In [None]:
import requests
import pandas as pd
import numpy as np
from sklearn.linear_model import Ridge, Lasso, LinearRegression
from sklearn.metrics import root_mean_squared_error
import xgboost
import optuna
import pickle

## Data Loading

In [None]:
!mkdir data

In [None]:
!mkdir models

In [None]:
files = [('green_tripdata_2024-10.parquet', './data'), 
         ('green_tripdata_2024-11.parquet', './data')]

print("Downloading started:...")

for file, path in files:
    url = f"https://d37ci6vzurychx.cloudfront.net/trip-data/{file}"
    save_path = f"{path}/{file}"
    response = requests.get(url, stream=True)

    with open(save_path, "wb") as handle:
        for data in response.iter_content(chunk_size=1024):
            handle.write(data)
    

In [None]:
train_data = pd.read_parquet("data/green_tripdata_2024-10.parquet")
test_data = pd.read_parquet("data/green_tripdata_2024-11.parquet")

In [None]:
train_data.head()

In [None]:
train_data.info()

In [None]:
num_features = ['total_amount', 'trip_distance', 'passenger_count']
cat_features = ['PULocationID', 'DOLocationID']

In [None]:
def preprocessing(data):
    data['duration'] = data['lpep_dropoff_datetime'] - data['lpep_pickup_datetime']
    data.duration = data.duration.apply(lambda td: td.total_seconds()/60)
    data = data[(data.duration >= 3.) & (data.duration <= 90.)] 
    data.fillna(0, inplace=True) #maybe debug this later
    return data

In [None]:
with open('models/preprocessing.bin', 'wb') as f_out:
    pickle.dump(preprocessing, f_out)

In [None]:
X_train = preprocessing(train_data)[num_features + cat_features]
y_train = preprocessing(train_data)['duration']

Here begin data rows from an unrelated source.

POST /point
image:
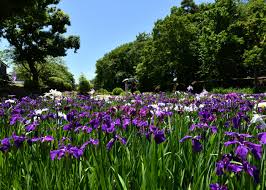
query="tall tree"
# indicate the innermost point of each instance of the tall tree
(39, 34)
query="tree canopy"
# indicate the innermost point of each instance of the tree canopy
(39, 34)
(220, 40)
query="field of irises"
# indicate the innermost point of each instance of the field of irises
(147, 141)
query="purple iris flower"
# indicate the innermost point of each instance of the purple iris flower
(47, 139)
(5, 145)
(15, 118)
(159, 136)
(226, 164)
(244, 146)
(196, 145)
(18, 140)
(252, 171)
(213, 129)
(114, 139)
(236, 122)
(110, 144)
(262, 137)
(31, 127)
(94, 123)
(126, 122)
(216, 186)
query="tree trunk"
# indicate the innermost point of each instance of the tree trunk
(35, 75)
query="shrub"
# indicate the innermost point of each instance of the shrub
(84, 85)
(30, 85)
(117, 91)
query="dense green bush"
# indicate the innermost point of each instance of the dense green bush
(58, 83)
(229, 90)
(117, 91)
(30, 85)
(84, 85)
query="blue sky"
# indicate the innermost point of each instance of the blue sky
(105, 24)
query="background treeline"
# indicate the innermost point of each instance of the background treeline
(214, 41)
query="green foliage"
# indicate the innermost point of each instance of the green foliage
(230, 90)
(117, 91)
(119, 64)
(59, 84)
(84, 85)
(37, 35)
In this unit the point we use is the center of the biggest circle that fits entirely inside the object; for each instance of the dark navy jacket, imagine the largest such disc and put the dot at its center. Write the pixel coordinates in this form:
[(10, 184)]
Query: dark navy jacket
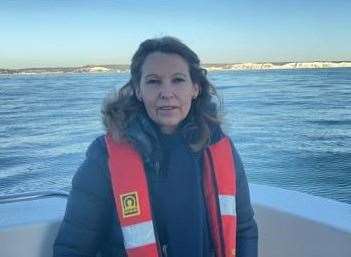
[(90, 224)]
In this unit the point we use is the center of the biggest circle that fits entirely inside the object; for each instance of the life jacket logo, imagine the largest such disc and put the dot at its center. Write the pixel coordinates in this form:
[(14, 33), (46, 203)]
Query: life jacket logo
[(130, 204)]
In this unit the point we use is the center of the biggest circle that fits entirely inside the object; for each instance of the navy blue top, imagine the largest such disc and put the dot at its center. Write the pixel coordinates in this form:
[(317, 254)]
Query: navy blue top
[(178, 201)]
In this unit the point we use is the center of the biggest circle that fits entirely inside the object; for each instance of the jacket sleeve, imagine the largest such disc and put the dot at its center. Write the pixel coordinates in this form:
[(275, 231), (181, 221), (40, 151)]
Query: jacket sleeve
[(247, 234), (88, 210)]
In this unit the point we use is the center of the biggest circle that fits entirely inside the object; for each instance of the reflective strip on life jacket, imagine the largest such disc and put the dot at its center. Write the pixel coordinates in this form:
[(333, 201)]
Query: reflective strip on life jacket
[(219, 166), (227, 205), (139, 234), (132, 201)]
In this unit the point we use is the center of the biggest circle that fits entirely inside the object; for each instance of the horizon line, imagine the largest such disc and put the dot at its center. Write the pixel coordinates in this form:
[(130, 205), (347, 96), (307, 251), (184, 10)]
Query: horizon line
[(206, 64)]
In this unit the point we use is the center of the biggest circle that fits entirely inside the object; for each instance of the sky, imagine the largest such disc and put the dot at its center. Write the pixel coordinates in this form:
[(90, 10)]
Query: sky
[(75, 33)]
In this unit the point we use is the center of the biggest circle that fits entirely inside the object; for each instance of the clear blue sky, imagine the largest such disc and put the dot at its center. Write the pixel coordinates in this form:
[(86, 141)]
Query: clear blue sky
[(73, 33)]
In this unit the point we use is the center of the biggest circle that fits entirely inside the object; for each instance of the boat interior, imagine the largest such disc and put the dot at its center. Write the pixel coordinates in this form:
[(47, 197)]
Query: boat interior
[(291, 224)]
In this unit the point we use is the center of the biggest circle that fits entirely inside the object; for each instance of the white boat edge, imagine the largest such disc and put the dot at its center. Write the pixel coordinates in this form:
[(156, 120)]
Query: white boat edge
[(290, 223)]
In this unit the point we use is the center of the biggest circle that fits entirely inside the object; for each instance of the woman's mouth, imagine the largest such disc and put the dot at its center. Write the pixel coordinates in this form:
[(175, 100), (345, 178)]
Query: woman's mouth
[(167, 108)]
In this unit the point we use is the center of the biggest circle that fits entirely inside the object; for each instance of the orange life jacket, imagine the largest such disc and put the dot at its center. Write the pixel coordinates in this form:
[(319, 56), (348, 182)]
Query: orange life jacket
[(132, 198)]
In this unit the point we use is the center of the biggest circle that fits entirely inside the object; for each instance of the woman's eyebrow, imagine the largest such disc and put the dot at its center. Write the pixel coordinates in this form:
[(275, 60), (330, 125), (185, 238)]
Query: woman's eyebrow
[(150, 75), (179, 74)]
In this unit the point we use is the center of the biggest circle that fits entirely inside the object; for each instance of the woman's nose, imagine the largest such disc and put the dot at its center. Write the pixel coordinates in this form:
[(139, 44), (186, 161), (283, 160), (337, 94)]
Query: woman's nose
[(167, 90)]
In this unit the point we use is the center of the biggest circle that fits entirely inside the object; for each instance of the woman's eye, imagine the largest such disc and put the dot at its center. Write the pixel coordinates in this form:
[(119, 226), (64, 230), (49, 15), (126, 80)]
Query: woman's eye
[(178, 80)]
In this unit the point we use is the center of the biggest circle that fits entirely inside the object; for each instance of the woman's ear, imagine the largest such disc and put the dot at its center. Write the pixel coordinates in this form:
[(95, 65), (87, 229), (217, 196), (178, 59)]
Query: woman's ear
[(138, 93)]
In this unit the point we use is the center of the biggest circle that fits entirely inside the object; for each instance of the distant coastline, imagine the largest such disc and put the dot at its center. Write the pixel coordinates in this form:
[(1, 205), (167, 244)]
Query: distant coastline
[(210, 67)]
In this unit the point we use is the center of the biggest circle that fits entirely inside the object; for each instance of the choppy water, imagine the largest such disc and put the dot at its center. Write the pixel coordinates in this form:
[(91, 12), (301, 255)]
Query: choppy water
[(291, 127)]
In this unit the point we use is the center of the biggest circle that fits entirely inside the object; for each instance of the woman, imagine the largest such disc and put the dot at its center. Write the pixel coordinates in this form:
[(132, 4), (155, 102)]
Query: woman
[(164, 180)]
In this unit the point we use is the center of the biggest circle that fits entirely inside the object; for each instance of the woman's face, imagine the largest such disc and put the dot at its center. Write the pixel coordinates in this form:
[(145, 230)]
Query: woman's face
[(166, 89)]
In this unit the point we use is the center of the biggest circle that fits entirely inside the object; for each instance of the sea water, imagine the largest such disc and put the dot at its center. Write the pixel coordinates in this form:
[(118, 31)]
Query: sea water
[(292, 128)]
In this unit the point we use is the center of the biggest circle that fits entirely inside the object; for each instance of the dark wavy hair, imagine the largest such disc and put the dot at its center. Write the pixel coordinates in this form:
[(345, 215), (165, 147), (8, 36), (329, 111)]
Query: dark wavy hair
[(119, 109)]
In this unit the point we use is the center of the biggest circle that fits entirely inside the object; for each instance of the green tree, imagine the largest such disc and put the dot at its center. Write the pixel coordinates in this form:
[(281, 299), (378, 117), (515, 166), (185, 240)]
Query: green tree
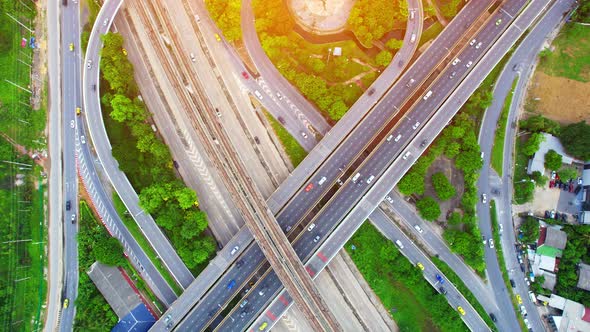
[(411, 183), (394, 44), (530, 230), (442, 186), (553, 160), (576, 140), (428, 208), (109, 251), (532, 144), (383, 58)]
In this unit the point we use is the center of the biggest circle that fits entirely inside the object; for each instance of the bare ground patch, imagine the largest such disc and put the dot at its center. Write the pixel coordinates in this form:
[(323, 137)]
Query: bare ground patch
[(560, 99)]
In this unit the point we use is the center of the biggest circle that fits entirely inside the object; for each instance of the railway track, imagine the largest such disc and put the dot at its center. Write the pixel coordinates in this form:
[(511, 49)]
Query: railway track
[(248, 199)]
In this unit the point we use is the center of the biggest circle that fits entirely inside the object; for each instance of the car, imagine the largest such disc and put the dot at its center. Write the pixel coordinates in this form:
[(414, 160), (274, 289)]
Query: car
[(244, 303), (439, 278), (418, 228)]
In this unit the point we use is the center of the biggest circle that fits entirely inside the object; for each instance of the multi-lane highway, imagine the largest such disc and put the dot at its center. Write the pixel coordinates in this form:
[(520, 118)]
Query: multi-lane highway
[(71, 99), (338, 165), (519, 66)]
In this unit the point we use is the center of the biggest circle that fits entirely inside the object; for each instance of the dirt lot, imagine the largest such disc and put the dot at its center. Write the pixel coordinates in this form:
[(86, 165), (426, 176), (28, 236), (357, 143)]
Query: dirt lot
[(561, 99)]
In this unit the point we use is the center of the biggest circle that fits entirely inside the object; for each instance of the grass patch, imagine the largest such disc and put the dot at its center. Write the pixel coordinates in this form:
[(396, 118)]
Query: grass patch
[(501, 261), (295, 151), (458, 283), (144, 244), (571, 57), (498, 148), (429, 34), (412, 302)]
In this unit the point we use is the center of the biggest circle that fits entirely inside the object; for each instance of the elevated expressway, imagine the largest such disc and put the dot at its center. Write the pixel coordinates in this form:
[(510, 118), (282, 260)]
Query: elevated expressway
[(509, 7)]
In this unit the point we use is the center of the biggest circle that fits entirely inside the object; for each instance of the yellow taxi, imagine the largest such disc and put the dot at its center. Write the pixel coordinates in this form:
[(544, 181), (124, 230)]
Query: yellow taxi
[(461, 311)]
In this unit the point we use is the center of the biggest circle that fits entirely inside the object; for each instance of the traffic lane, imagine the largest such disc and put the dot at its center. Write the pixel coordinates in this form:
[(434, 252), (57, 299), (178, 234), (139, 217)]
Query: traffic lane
[(341, 209), (414, 255)]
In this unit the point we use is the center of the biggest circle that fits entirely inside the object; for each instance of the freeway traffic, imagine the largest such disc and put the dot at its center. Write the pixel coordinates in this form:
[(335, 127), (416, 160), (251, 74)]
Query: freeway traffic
[(407, 132)]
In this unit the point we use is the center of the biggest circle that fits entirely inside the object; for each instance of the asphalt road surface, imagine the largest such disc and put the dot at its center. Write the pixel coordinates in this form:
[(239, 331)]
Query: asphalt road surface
[(71, 98), (522, 61)]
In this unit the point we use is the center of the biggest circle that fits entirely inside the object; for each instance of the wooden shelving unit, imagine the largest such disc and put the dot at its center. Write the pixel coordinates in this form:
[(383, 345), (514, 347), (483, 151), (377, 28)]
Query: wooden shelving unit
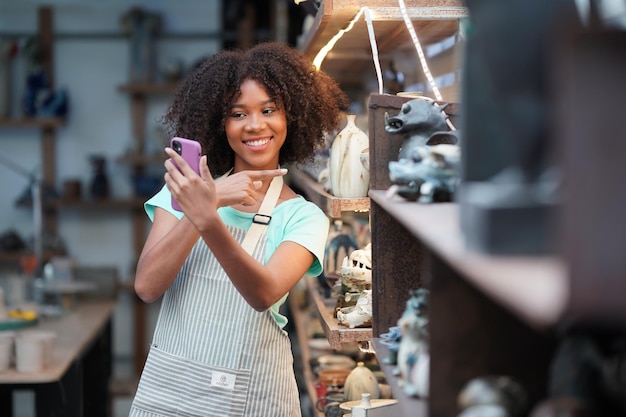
[(36, 122), (535, 287), (332, 206), (351, 57), (298, 315), (401, 261), (139, 94), (337, 334)]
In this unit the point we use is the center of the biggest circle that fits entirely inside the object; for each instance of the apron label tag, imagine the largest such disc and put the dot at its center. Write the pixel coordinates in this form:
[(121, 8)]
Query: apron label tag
[(223, 380)]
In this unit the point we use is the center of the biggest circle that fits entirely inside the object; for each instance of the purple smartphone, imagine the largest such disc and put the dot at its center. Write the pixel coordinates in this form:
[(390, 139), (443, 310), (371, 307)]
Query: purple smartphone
[(191, 151)]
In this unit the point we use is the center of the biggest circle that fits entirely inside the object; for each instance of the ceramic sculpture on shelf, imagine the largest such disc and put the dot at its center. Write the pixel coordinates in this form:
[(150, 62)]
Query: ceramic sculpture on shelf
[(427, 169), (413, 357), (493, 395), (349, 162), (356, 270), (360, 380), (359, 315), (355, 277)]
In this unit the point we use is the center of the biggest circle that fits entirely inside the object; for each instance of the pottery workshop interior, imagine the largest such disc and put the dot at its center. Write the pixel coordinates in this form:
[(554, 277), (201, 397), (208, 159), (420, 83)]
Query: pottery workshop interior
[(472, 264)]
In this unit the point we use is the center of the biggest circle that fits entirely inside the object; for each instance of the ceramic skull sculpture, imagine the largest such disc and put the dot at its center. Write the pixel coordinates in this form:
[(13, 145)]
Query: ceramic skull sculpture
[(356, 270)]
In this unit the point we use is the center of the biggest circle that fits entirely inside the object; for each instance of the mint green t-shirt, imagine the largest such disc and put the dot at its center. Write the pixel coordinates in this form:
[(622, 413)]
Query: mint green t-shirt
[(296, 220)]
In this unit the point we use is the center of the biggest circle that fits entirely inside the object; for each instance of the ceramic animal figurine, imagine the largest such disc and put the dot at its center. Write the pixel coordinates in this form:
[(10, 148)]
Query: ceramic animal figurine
[(349, 167), (359, 381), (417, 121), (414, 340), (431, 175), (359, 315), (499, 394), (429, 159), (356, 270), (392, 340)]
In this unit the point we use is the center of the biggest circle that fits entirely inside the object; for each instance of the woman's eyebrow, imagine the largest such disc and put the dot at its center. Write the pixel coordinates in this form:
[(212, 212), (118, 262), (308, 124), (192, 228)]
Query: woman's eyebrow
[(268, 101)]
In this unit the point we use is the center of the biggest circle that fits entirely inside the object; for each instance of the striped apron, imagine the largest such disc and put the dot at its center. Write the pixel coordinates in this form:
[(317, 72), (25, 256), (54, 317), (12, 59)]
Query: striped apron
[(214, 355)]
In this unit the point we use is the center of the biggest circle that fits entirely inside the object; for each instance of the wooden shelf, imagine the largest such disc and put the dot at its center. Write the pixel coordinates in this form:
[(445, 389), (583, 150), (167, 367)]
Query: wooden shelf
[(37, 122), (535, 288), (98, 204), (351, 57), (92, 204), (332, 206), (142, 160), (143, 89), (336, 334), (410, 406), (300, 323)]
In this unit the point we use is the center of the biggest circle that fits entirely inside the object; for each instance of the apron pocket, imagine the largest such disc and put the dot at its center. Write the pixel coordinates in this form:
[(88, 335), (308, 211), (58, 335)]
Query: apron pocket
[(173, 385)]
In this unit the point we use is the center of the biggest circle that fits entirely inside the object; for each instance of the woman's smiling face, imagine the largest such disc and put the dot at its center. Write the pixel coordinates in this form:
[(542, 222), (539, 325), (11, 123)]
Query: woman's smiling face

X_test = preprocessing(test_data)[num_features + cat_features]
y_test = preprocessing(test_data)['duration']

## Baseline model

In [None]:
model = LinearRegression()
model.fit(X_train, y_train)

In [None]:
train_pred = model.predict(X_train)
root_mean_squared_error(train_pred, y_train)

In [None]:
test_pred = model.predict(X_test)
root_mean_squared_error(test_pred, y_test)

In [None]:
test_pred.mean(), test_pred.std()